The Westmont Observatory between the baseball field and track
The Westmont Observatory between the baseball field and track

Jupiter and Mars will be the focus of this month’s free public viewing of the stars Friday, June 17, beginning about 8:30 p.m. and lasting several hours at the Westmont Observatory. Despite a near-full moon, Westmont’s Keck Telescope, a 24-inch F/8 Cassegrain reflecting instrument with Ritchey-Chretien optics, will zoom in on Jupiter, which will be about 40 degrees above the horizon.

“If the sky is clear, we should be able to glean some details on the face of this giant gas ball,” says Thomas Whittemore, Westmont physics instructor. “The four Galilean moons of Jupiter should be easily seen tonight.  Maybe we will glimpse a couple more moons with Westmont’s 8-inch refractor telescope too.”

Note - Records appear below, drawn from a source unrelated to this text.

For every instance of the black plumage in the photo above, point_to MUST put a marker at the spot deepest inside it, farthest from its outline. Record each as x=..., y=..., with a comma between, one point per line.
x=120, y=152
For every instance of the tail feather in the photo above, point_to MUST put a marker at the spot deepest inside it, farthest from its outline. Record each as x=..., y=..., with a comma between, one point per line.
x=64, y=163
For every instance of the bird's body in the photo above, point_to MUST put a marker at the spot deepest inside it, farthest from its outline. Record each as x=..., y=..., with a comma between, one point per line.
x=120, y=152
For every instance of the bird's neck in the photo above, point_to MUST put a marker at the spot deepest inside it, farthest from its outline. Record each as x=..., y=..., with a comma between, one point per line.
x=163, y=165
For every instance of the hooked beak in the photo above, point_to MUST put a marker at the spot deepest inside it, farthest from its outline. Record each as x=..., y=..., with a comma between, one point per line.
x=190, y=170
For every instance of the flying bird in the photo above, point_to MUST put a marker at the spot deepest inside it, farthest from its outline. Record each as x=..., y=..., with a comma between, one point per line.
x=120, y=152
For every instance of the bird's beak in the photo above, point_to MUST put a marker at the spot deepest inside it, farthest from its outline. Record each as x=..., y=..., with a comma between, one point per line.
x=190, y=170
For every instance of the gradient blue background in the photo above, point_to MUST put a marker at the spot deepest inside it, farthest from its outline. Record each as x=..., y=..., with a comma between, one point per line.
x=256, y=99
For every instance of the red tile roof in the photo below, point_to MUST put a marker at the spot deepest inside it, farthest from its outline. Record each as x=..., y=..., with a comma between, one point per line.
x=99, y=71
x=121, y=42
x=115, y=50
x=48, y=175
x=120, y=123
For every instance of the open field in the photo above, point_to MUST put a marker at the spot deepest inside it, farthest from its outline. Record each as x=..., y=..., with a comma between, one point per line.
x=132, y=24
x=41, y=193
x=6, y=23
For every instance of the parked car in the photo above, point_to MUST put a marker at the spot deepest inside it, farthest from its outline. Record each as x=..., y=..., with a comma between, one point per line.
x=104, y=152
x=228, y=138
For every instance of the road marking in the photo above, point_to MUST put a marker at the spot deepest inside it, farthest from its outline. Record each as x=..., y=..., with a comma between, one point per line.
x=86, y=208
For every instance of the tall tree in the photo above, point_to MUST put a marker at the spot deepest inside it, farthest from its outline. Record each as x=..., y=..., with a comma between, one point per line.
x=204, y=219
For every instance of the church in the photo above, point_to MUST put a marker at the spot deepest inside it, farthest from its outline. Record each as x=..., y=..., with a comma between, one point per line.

Mars, which is about a month past opposition when the viewing of the Red Planet is optimal, has been in retrograde motion, moving from left to right in the sky in Libra. “This places Mars a bit higher in the sky at viewing time than it was last month,” Whittemore says. “But it’s still quite low and susceptible to atmospheric turbulence.  This will affect the details we might normally be able to discern through Westmont’s refractor.”

Whittemore will turn a telescope toward some stellar objects away from the near-full moon.  “Among these are the beautiful double star, Regulus, the easily-split pair in Leo, and two wonderful globular clusters, Messier 13 and Messier 3,” he says. “These balls of stars will be nicely positioned during the public outreach.”

The Keck Telescope, one of the most powerful on California’s Central Coast, is available to the public every third Friday of the month at the observatory in conjunction with the Santa Barbara Astronomical Unit, whose members bring their own telescopes to the college for the public to gaze through.